Il tasso di massimo scoperto non era usura: prosciolti 5 dirigenti bancari

FASANO – La Banca Popolare Pugliese, agenzia di Fasano, non aveva praticato tassi usurari nei confronti di un imprenditore locale nell’applicare il tasso di massimo scoperto. Lo ha stabilito il giudice per le indagini preliminari Valerio Fracassi che ha respinto la richiesta di rinvio a giudizio per usura avanzata dal pubblico ministero Adele Ferraro e accogliendo la tesi difensiva degli avvocati Massimo Manfreda e Ascanio Amenduni.

FASANO – La Banca Popolare Pugliese, agenzia di Fasano, non aveva praticato tassi usurari nei confronti di un imprenditore locale nell’applicare il tasso di massimo scoperto. Lo ha stabilito il giudice per l'udeinza preliminare Valerio Fracassi che ha respinto la richiesta di rinvio a giudizio per usura avanzata dal pubblico ministero Adele Ferraro e accogliendo la tesi difensiva degli avvocati Massimo Manfreda e Ascanio Amenduni.

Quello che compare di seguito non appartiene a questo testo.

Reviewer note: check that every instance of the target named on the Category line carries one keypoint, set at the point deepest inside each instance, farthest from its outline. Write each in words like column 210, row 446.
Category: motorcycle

A rispondere di usura erano stati chiamati Raffaele Caroli Casavola, 88 anni, leccese, legale rappresentante della Banca Popolare Pugliese dall’1 luglio 1994 all’8 maggio 2008; Carmelo Caforio, 74 anni, di San Pietro Vernotico, rappresentante legale della Banca Popolare Pugliese dall’8 maggio 2008 a tutt’oggi; Giuseppe Lenti, 54 anni, di Grottaglie, direttore della filiale fasanese della banca dall’1 gennaio 1999 al 30 giugno del 2000; Giuseppe Martucci, 60 anni, di Martina Franca, direttore della filiale di Fasano dall’1 agosto del 2000 al 31 dicembre del 2007, e Mario De Biase, barese, direttore della filiale fasanese dall’1 gennaio 2008 al 3 febbraio 2008.

L’accusa, come si è detto, era in relazione al conteggio del tasso di interesse di commissione di massimo scoperto (Cms), una voce importante per quanto riguarda i contratti bancari, e che è il prezzo chiesto dalle banche ai correntisti per mettere loro a disposizione le somme che vengono date in affidamento. Clausola legittima, come ha stabilito anche il giudice Fracassi rigettando la richiesta di rinvio a giudizio.

I fatti contestati risalgono al periodo tra l’aprile del 1999 e il 30 novembre del 2008. Oronzo Grassi, titolare della ditta « Ferr. All. G.» di Fasano, aveva denunciato ciò che considerava essere un vero e proprio tasso usurario praticato dalla Banca Popolare Pugliese. Il pubblico ministero Adele Ferraro chiese il rinvio a giudizio perché la banca aveva preteso da questa azienda che versava in condizioni economiche o finanziarie precarie, il corrispettivo di una prestazione di denaro, interessi usurari superiori al tasso di soglia, calcolando nel Teg la commissione di massimo scoperto, gli oneri addebitabili relativi al conto corrente “Imprese quality”» del quale era titolare l’imprenditore fasanese.

Si trattava di stabilire se la commissione di massimo scoperto dovesse sommarsi oppure no con le altre voci per stabilire la congruità dei tassi di interesse. Non essendo chiaro sul punto l’art. 644 del codice penale, la Cassazione e i vari giudici avevano escluso che la commissione di massimo scoperto contribuisse a comporre il tasso effettivo globale medio (Taegm). “Nella situazione di obiettiva incertezza intervenne il legislatore con il Decreto anticrisi del 29 novembre 2008 n. 185, con cui si stabilì che da quel momento in poi la commissione massimo scoperto diventava rilevante; nello stesso senso si è uniformata Banca d’Italia e, conseguentemente, gli istituti di credito».